Growing up, Scout Sunday was always one of the highlights of the year for our troop; a sort of announcement of a month long celebration based on the Boy Scouts of America founding on February 8, 1910. Image our 48 Scouts in uniform at church and the following week more than 100 people at our Blue and Gold Banquet and twice that many for the annual February Court of Honor and recognition dinner.
This year Scout Sunday 2015 promises to be even more special since it falls on Feb. 8, the BSA’s birthday. The last time Scout Sunday fell on Feb. 8 was in 2009. It won’t happen again until 2026
On Scout Sunday, uniformed Scouts and Scouters across the country will greet the congregation, participate in worship services, receive religious awards and conduct service projects to benefit their place of worship. This along with the goal of thanking the religious institution for their service as the unit’s chartered organization.
The Scout Law says that a “Scout is Reverent” and the Scouts of all ages promise to do their “Duty to God”. These values strengthen youth character in their family, community and faith.
Since the mid 1940’s the Boy Scouts of America has designated the Sunday that falls on or before February 8 as Scout Sunday. However, a chartered organization or local religious organization may choose to celebrate on another day (see note below for LDS units).
Listed are some ideas from the Scouting magazine Facebook page.
- “Lowes UMC has asked us to hold an Eagle Ceremony during the church service for a very deserving young man. As Scoutmaster, I was unsure at first, but now I feel this a wonderful way to celebrate Scout Sunday and thank the church for their many years of support.” – Derick S.
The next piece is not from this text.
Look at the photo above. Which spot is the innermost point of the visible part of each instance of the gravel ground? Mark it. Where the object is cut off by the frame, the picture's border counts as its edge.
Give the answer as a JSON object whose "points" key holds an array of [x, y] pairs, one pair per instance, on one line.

- “We’re celebrating our troop’s 75th anniversary! We’re having a dinner with all of our troop’s past Eagle Scouts and then celebrating eight new young men earning their Eagle Scout.” – Seth C.
- “We have a member from the troop reading the Scout Law while members of the Webelos 2 light an eagle that has 12 candles on it (1 for each part of the law). I also have a guest speaker lined up that will talk about what Scouting means to them. Our service is usually really meaningful. I try to use as many of the Scouts in the service from greeters to readers to ushers to members of the color guard.” – Amy Q.
- “All the boys in our troop and pack and their leaders are encouraged to attend services that day in their ‘Class A’ uniforms. The following week, photos taken of the Scouts with their clergy are published in the local paper.” Mary L.
- “The youth in our pack, troop and crew will serve as greeters and gift bearers in Mass and then have an information booth at Coffee & Donuts.” – Linda C.
- “Our church has invited Scoutmaster Brian Wallace (recently featured inScouting magazine) to be our guest preacher at First United Methodist Church of Germantown.” – Ann P.
- “My Scouts have earned their Light of Christ religious medal and they will be receiving it at church on Scout Sunday.” – Lorie T.
- “We established a Scout Sunday service where we invite all Scouts — Boy, Girl, Cub, Venturer, Life (past and present). We collect food for our local food pantry, have special guest speakers such as local leaders and Eagle Scouts, show photo slideshows of Scouts in action, play videos, share refreshments, display awards and projects, and of course have a very special sermon. It’s a great event!” – MJ N.
- “Our troop attends the first service on Sunday. Between the services we host a pancake breakfast for the parishioners. The Scouts serve and bus tables as needed.” – Heidi B.
- “Being the only BSA member within 100 miles, I’ll wear my dress blazer with Catholic International Awareness medal and Silver Beaver to Mass at the chapel here in the mountains of México.” – Dean W.
Find more responses here.
Where to get Scout Sunday “stuff”
Author: Darryl Alder | Strategic Initiatives Director, Utah National Parks Council, BSA. Portions of this article were taken from Scouting magazine, US Scouting Service Project and the National Catholic Committee on Scouting
NOTE: for our LDS leaders, from the “Scouting Handbook for Church Units in the United States”, section 8.11 Scouting Month states: “February has traditionally been designated as Scouting Month in the United States. Leaders of Scouting units chartered by the Church may plan and carry out approved activities during the week to recognize this tradition. However, in keeping with the purposes of Sabbath observance, boys and leaders do not wear their uniforms to regular Sunday meetings or while administering and passing the sacrament.”